Re: Response issues on GS1280, VMS 7.3-2
From: Keith Parris (keithparris_NOSPAM_at_yahoo.com)
Date: 07/13/05
- Next message: Joseph Huber: "Re: Show all files with empty filename"
- Previous message: Peter Weaver: "Re: Show all files with empty filename"
- In reply to: Lee: "Response issues on GS1280, VMS 7.3-2"
- Next in thread: Lee: "Re: Response issues on GS1280, VMS 7.3-2"
- Reply: Lee: "Re: Response issues on GS1280, VMS 7.3-2"
- Messages sorted by: [ date ] [ thread ] [ subject ] [ author ]
Date: Wed, 13 Jul 2005 15:14:32 GMT
Lee wrote:
> Five-node Gigabit Ethernet VMScluster across three sites.
Do you have LAVC$FAILURE_ANALYSIS in place? This would help you
determine if transient network problems as a contributing factor.

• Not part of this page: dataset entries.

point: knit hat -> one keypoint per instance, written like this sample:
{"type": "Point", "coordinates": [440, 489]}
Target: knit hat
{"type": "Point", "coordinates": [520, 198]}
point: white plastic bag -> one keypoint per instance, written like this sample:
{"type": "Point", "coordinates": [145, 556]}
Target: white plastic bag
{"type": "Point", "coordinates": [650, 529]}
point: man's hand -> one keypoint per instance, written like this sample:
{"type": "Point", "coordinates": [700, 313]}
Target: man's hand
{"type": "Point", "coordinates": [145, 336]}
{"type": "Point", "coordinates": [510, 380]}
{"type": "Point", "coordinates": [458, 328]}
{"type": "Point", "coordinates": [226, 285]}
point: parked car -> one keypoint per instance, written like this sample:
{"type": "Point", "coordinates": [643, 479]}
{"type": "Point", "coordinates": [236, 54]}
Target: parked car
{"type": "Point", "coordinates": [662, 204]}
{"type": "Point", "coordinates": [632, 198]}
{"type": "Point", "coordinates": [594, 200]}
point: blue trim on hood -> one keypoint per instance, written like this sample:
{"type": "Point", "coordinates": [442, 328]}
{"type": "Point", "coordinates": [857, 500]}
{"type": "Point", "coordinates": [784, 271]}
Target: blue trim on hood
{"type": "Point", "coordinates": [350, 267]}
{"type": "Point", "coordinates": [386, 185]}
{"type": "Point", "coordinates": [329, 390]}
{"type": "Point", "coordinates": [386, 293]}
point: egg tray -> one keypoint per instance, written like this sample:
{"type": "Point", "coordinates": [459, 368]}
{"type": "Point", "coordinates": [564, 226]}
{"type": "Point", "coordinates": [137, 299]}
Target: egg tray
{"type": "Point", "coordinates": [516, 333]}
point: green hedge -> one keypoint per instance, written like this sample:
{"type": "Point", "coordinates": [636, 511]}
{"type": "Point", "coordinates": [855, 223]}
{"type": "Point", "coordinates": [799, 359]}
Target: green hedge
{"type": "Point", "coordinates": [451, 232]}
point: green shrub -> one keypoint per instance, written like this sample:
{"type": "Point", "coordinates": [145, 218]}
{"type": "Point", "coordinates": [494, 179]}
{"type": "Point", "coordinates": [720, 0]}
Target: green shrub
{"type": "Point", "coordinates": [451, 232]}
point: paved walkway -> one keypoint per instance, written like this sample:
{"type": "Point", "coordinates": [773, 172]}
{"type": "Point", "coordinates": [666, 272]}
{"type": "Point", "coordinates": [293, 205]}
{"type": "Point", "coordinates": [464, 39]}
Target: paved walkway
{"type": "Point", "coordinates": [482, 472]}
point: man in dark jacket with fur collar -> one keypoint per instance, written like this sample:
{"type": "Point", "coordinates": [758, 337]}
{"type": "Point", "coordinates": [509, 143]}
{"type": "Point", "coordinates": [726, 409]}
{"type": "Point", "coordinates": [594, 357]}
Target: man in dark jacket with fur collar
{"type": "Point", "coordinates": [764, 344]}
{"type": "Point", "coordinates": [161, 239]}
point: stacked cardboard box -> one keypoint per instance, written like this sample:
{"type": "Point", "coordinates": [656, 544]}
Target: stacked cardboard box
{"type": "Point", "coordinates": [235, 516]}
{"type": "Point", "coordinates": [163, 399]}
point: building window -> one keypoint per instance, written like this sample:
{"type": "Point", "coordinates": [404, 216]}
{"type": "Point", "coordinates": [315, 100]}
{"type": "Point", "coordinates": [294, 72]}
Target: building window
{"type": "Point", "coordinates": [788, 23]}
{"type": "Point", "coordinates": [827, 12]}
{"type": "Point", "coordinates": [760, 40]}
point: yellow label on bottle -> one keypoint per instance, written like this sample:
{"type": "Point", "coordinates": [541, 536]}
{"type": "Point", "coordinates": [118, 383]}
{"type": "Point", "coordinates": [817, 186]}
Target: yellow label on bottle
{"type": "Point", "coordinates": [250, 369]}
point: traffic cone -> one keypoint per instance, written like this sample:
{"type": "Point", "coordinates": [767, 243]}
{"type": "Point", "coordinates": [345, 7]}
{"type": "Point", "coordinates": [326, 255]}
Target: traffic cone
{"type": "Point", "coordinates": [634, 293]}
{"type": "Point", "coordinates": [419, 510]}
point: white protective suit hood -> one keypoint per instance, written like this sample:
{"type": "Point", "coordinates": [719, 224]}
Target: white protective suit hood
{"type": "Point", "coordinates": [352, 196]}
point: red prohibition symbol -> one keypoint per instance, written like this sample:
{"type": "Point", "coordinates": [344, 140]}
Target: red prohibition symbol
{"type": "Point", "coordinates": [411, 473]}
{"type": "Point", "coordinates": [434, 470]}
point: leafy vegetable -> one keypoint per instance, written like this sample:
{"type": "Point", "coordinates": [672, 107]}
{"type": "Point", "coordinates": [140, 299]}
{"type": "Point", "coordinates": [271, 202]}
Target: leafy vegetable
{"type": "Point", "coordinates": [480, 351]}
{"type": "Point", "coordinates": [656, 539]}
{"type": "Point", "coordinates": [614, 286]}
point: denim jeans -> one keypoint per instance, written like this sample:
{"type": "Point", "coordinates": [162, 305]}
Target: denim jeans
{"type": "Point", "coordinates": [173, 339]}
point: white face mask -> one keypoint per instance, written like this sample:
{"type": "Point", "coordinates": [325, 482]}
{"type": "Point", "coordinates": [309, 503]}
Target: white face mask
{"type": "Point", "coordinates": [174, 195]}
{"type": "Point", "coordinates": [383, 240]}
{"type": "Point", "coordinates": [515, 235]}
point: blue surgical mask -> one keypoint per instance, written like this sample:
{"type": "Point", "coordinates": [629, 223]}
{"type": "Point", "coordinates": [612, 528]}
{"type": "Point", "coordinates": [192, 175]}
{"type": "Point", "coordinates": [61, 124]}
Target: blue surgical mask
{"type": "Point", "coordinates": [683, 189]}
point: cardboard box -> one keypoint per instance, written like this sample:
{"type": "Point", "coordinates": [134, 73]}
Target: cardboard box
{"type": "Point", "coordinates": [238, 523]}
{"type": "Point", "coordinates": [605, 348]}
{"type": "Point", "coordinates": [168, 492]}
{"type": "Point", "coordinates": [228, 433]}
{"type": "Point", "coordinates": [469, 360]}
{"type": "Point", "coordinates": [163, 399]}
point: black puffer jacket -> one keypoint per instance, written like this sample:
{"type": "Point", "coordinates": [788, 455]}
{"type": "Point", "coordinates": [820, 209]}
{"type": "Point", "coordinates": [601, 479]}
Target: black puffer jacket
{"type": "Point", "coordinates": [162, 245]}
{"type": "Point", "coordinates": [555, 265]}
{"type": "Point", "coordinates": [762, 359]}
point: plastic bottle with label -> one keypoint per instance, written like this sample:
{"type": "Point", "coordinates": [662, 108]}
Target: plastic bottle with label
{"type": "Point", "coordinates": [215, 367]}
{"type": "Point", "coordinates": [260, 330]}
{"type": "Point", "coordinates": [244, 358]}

For a baseline measurement in multi-site clusters, I usually like to run
LOCKTIME.COM from [KP_CLUSTERTOOLS] on the V6 Freeware CD to get the
inter-site link latencies. Do you have results from that?
> Third party SAN disk environment.
Do you see a lot of disk mount verifications?
> Early this year, the cluster was at VMS 7.3-2 running on four
> individual ES45’s. Since migrating from the ES45 nodes to
> four nodes on two GS1280’s in May-2005, interactive users have
> been experiencing intermittent several-second periods of slow
> response. The situation is occurring on all four production nodes.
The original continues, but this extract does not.